Verbote und Ohrfeigen in der "Stadt der toten Dichter".

Der Weimarer Wolfgang Held war nicht nur einer der größten Thüringer Schriftsteller des 20. Jahrhunderts, sondern auch ein ZOON POLITIKON.

Am 12. Juli wäre der Schriftsteller Wolfgang Held 90 Jahre alt geworden – gebürtiger Weimarer im Gegensatz zu vielen anderen kein „Zugereister“ in der manchmal belächelten „Stadt der toten Dichter“ (Wieland, Goethe, Herder, Schiller) und eine Kind aus „einfachen Verhältnissen.“ Schon früh sah und hörte er von Dingen, die ihn ein „Warum?“ fragen ließen, wofür er nicht selten zuhause Verbote und Ohrfeigen erntete. 

 

Den Humor nicht vergessen

 

Davon und von vielem anderen erzählte Held in seinem letzten, wenige Wochen vor seinem Tode 2014 erschienenem Buch „Ich erinnere mich“ (Eckhaus-Verlag Weimar, Herausgeber: Ulrich Völkel). Es faszinierte mich wie ein Panorama Weimarer und deutscher Geschichte des 20. Jahrhunderts, spannend, kritisch, und politisch lehrreich, mit Herzblut und Dankbarkeit geschrieben. Der Schreib- und Gestaltungsdrang kam früh zum Vorschein im Elternhaus.
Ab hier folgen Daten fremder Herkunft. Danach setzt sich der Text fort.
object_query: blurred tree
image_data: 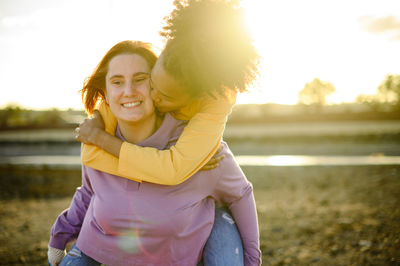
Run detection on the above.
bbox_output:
[356,94,383,111]
[377,74,400,109]
[0,103,23,128]
[357,74,400,111]
[298,78,336,106]
[34,108,64,126]
[0,105,68,129]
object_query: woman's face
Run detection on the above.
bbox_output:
[105,53,155,124]
[150,56,192,113]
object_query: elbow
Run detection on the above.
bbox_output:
[229,183,255,208]
[159,168,191,186]
[81,153,93,166]
[157,152,188,186]
[241,182,254,197]
[81,154,90,165]
[161,171,185,186]
[80,144,98,165]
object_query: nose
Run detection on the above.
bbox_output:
[125,81,138,96]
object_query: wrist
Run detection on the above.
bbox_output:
[91,128,106,148]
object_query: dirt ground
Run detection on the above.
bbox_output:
[0,165,399,265]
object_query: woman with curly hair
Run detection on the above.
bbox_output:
[48,39,260,265]
[71,1,261,265]
[76,0,259,185]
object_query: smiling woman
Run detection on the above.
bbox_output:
[49,38,260,266]
[73,1,262,265]
[105,54,159,144]
[77,0,260,186]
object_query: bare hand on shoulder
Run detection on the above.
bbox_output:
[201,143,225,171]
[75,110,105,145]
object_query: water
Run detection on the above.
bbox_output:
[236,155,400,166]
[0,155,81,169]
[1,155,400,167]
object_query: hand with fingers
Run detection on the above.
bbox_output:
[75,110,105,145]
[201,143,225,171]
[47,245,65,266]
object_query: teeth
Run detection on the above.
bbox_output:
[122,102,141,107]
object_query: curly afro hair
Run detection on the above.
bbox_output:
[160,0,260,98]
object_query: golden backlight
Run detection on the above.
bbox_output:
[239,0,400,105]
[0,0,399,109]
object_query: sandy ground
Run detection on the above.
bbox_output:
[0,165,399,265]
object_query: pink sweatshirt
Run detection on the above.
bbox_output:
[49,114,261,265]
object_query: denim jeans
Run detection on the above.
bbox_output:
[56,207,243,266]
[200,207,244,266]
[57,244,101,266]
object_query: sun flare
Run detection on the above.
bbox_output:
[0,0,399,109]
[239,0,400,105]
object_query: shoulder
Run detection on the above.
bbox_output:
[212,141,252,201]
[218,141,236,162]
[216,141,245,177]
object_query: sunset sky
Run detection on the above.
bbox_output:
[1,0,399,109]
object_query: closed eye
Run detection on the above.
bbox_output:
[133,73,150,85]
[111,80,123,86]
[134,77,148,84]
[109,75,125,86]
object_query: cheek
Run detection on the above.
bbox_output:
[105,88,120,104]
[105,91,110,104]
[150,89,157,100]
[150,88,164,102]
[104,90,110,104]
[136,85,154,109]
[145,95,155,111]
[138,85,152,100]
[105,85,112,104]
[138,83,151,95]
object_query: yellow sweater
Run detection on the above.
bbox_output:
[81,93,236,185]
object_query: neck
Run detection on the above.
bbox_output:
[118,113,161,144]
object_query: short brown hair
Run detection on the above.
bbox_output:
[81,40,158,114]
[160,0,260,98]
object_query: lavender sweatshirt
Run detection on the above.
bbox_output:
[49,114,261,266]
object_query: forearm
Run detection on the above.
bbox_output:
[82,95,234,185]
[50,207,83,250]
[50,167,93,249]
[118,112,225,184]
[80,103,131,178]
[229,187,261,266]
[92,128,123,158]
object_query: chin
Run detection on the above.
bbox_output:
[121,118,142,124]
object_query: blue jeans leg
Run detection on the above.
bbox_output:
[58,244,101,266]
[202,207,244,266]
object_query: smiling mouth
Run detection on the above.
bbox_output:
[122,101,142,108]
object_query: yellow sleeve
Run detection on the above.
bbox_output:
[81,94,235,185]
[80,102,147,181]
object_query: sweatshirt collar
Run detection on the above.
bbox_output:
[116,113,179,150]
Jahre später spornten ihn hilfreiche Hinweise und Erfahrungen von Louis Fürnberg (1909 – 1957), Walther Victor (1895 – 1971), Bruno Apitz (1900 – 1979), Erwin Strittmatter (1912 – 1994) und Walter Janka (1914 – 1994) an, die künstlerischen „Zugriffe“ zu Stoffen immer besser zu handhaben, wobei der Humor nicht vergessen wurde.

 

Christlicher und sozialistischer Humanismus

 

Nach der Erzählung „Die Nachtschicht“ (Volksverlag Weimar 1959), die Lob und Anerkennung fand, folgte 1969 der mit dem Nationalpreis der DDR ausgezeichnete Film „Zeit zu leben“ (Regie: Horst Seemann), den die Romanschriftstellerin Inge von Wangenheim (1912 – 1993) „einen der besten DEFA-Filme“ nannte. In dieser Zeitspanne legte er außerdem neun Kinder- und Jugendbücher im Knabe Verlag Weimar vor. Großen internationalen Erfolg errangen 18 Jahre später Szenarist Wolfgang Held und Regisseur Lothar Warnecke 1988 mit „Einer trage des anderen Last“. Die inzwischen nach Weimar übergesiedelte Inge von Wangenheim schrieb nach einer Erfurter Bezirkspremiere begeistert: „Er ist (der Film) … unsere in diesem Jahrhundert entwickelte Konzeption vom Zusammenleben des christlichen und sozialistischen Humanismus … Das Schönste : Das Szenarium des Films lag schon 15 Jahre vorher druck- und filmreif vor. Die Gründe dafür bestanden u.a. in politischer Beckmesserei. Aber: Nun folgten mehrere internationale Filmpreise.

 

Honorar für einen Freundschaftsdienst

 

Wolfgang erinnert, vorwiegend anekdotisch, mit Witz und Humor, u.a. an Walther Victor (vor nunmehr 125 Jahren geboren), er sei froh, dass er ihm bei der Übersiedlung 1961 nach Weimar behilflich sein konnte, „und da ich in der Walther-Victor-Straße wohne, empfinde ich meine Adresse quasi als Honorar für einen Freundschaftsdienst.“

 

Ein politisches Wesen

 

Seit 1961 Mitglied im Deutschen Schriftstellerverband (DSV), engagierte Held sich sehr für Soziales der Mitglieder, verstärkt in den 80er Jahren für die Altersversorgung der älteren Autoren. Jedoch lag ihm auch die Förderung junger Autoren am Herzen. Mit Recht sah er sich als ZOON POLITIKON, als ein politisches Wesen.

 

Fundgrube Thüringer Literatur

 

Wenn es eines Tages eine Geschichte der Thüringer Literatur des 20. Jahrhunderts geben sollte, dann dürfte, unter anderem „Ich erinnere mich“ von Held eine der Fundgruben sein, auf die man nicht verzichten kann. Dort gehören natürlich auch Harry Thürk, Armin Müller, Hanns Cibulka, und Walter Stranka hinein. Sie alle enthalten künstlerische Botschaften für die Zukunft. Beide zuletzt Genannten wäre heute 100 Jahre alt.